Les friandises achetées elles en goutèrent un peu et se séparèrent très vite .Le cocher attendait à l’emplacement prévu.


- Je ne t’ai pas fait attendre, j’espère que tu es content Mohamed ?


- Oui c’est bien ! , je suis content, mais maintenant il faut y aller.


La voiture s’ébranla et le voyage du retour comme l’aller permit à Lucile de bavarder encore pour passer le temps ; Il faisait plus chaud qu’au matin et pour se protéger du soleil Mohammed avait relevé la capote avant de la calèche, mais cela ne la gênait pas pour admirer le paysage et le retour se passa plus vite qu’elle ne l’avait prévu. Bibi le vieux cheval pressé de retrouver son avoine et son écurie pressait son trot.



Dès qu’ils arrivèrent à la ferme Lucile demanda la permission à sa mère d’aller faire un petit tour dans le jardin.


- Oui tu peux y aller mais pas plus d’un quart d’heure, nos invités vont arriver et tu dois te trouver avec nous pour les accueillir. .Donne-moi ton petit sac, je vais le ranger et fais attention de ne pas abîmer tes chaussures dans le jardin, suis les allées et évite de t’approcher des fossés et rigoles d’arrosage, vas voir les grands rosiers et tu me diras en revenant si les roses sont bien écloses. Hier soir il y en avait quelques unes épanouies, les roses et les jaunes surtout, mais les rouges du grand rosier n’étaient tout juste encore qu’en boutons


Lucile s’échappa dans le Jardin pressée de recevoir le Message que lui avait annoncé dans son rêve la Déesse Flora et dont elle ne doutait pas un instant qu’elle tiendrait sa promesse.


Ce jardin pour Lucile était son « autre monde » un lieu secret et mystérieux qu’elle ressentait comme surnaturel quand elle s’y trouvait seule.


Elle se dirigea vers le rosier qui se trouvait en bordure au milieu du Côté Est du Jardin sous un grand acacia et s’assit pensive et contemplative, sur une grosse pierre qui se trouvait là et lui servait souvent de banc pour ses rêveries éveillées.


Le Rosier ne portait que des boutons non encore déclos et Lucile le regarda un moment quand soudain, comme en un rêve, dans sa rêverie et ses pensées, une magnifique rose rouge surnaturelle surgit du feuillage vert de l’acacia tout juste au-dessus du Rosier, dans une auréole de vibrations lumineuses, et lui délivra son message avec la voix de la Déesse Flora qu’elle avait entendu en rêve, tout en répandant un parfum délicieux :


« Je suis la Rose de Lumière, Écoutes bien Lucile, tu manque de sagesse, si tu n’appelle pas la sagesse de ta propre volonté pour la fixer dans ton cœur, et tes pensées, elle s’enfuira de toi et tout ce tu feras ensuite dans ta vie blessera ou te blessera »

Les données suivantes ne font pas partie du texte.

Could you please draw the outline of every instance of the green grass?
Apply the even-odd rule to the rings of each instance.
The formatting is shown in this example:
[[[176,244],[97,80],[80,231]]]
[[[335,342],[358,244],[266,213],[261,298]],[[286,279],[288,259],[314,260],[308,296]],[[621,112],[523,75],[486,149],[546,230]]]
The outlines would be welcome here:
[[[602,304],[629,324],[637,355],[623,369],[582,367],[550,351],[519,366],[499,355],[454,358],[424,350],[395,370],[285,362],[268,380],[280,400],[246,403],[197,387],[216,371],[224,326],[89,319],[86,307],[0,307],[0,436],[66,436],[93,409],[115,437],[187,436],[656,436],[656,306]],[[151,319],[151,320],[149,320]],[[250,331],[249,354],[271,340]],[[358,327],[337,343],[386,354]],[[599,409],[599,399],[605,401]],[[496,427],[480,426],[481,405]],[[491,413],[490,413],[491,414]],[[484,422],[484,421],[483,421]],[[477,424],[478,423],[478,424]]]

- Ton caractère est trop vif et impatient attise tout tes désirs, seule la Sagesse te conduira sur le chemin de la tempérance qui est un bien précieux Voilà mon secret Lucile : la force est éphémère, la beauté est passagère, seule la sagesse est éternelle Le jour de ta naissance sept fées se sont penchées sur ton berceau, six d’entre elles t’ont données chacune un don bénéfique, ces dons se révèleront en toi au fils des années, mais la Fée Carabosse t’a jeté un sort maléfique pour se venger les autres Fées qui se moquaient de sa laideur et de sa méchanceté, alors moi en ce jour au nom de la Déesse Flora, dont la puissance est supérieure à toutes les autre Fées et en son nom , je suis chargée par elle d’effacer le sort maléfique de la méchante Carabosse et de le remplacer par une vertu , viens près de moi Lucile, respire mon parfum, tu seras purifiée et ensuite, dis- moi, parmi ces dons lequel serait le plus précieux pour toi : La Sagesse, la Force ou la Beauté, un seul d’entre ces dons te manque, c’est le seul qui m’a été confié pour te le restituer au nom de la déesse Flora, mais je ne pourrais te le rendre que si tu devine lequel d’entre ces dons te manque », telle est la sentence de la Déesse Flora .


- Rose de lumière, toutes les bonnes et belles choses de la vie me tentent et je les désire, mais je suis trop vive et je manque de sagesse dans mon impatience, je peux malgré moi blesser et me blesser, je t’en supplie de ma propre volonté, Rose lumière je veux la sagesse, peut m’importe la force et la beauté, je veux la Sagesse de ma propre volonté.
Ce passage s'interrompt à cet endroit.